New Delhi, Jan. 13: The capital may not see rooftop performances by its chief minister any more.
Arvind Kejriwal has called off his Saturday morning roadside durbar for good. But that doesn’t mean the Aam Aadmi Party boss will end his street connect with the aam aadmi.
From now on, instead of the janata coming over to meet their leader outside his office, their leader will go out to meet them every Saturday.
“Why should they have to come to the secretariat to get redress for their grievances?” the civil servant-turned-politician said, adding that he would visit different areas of the capital to hear people out.
Rooftops don’t exactly lend themselves to satisfactory interactions, especially when the crowd is on the street below.

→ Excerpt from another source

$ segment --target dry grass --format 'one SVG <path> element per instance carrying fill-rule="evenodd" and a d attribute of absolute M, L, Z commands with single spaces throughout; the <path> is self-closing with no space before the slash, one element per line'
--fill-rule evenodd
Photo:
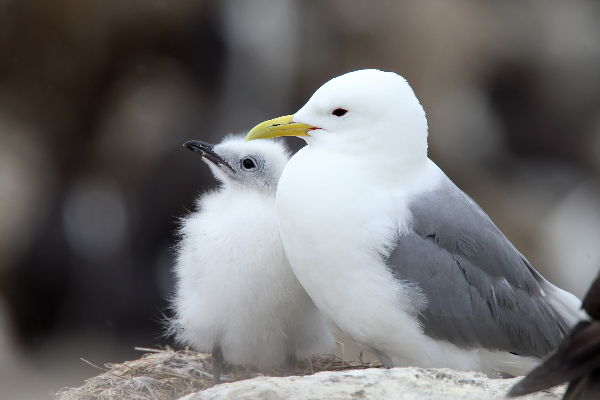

It was on the street outside the secretariat that Kejriwal had met people on January 11 for his first, and only, Saturday janata durbar where he had promised “on-the-spot” solutions to at least some grievances.
But as the turnout swelled — over 7,000 by the official count — the Delhi chief minister had to wrap up his maiden durbar within an hour for fear of being trampled. A little over an hour later, he appeared on the rooftop of the secretariat to placate the crowd.
Kejriwal today said he had been left with no option. Asked to comment on former colleague Kiran Bedi’s plea “not to govern from rooftops”, he said: “I was getting calls from police asking for permission to lathi-charge the crowd to disperse them. But I believe democracy is run by dialogue not by lathi. When I came out and spoke to people, they were satisfied and left peacefully.”
The AAP leader said his team was working on a multi-tier system to address public grievances. To begin with, people can register complaints online, a system his predecessor Sheila Dikshit had in place.
For citizens who don’t have access to computers, the AAP government will hire a call centre. “They can call in and dictate their complaints. The call centre employee will write it down and read it back to the complainant. This will then be forwarded to concerned departments,” he said. Complaints can be posted too.
For those who land up at the secretariat, there will be a help desk to collect complaints.
Departments like motor licensing, which deal directly with the public, will be connected to the chief minister’s office through video link. “I can interact with the complainant directly through the facility at these centres,” Kejriwal said.
Kejriwal agreed that much of what he was talking about was already in place, but said the system had become “more procedural” than anything else. “It never gave people relief.”
He said there would be a provision in the AAP’s Jan Lokpal Bill to make bureaucrats accountable for timely delivery of services. A government committee is working on the draft of the bill and Kejriwal has promised it will be ready by Wednesday. “Repeated violation of a stipulated timeline to deliver a service could be deemed as an act of corruption,” he said.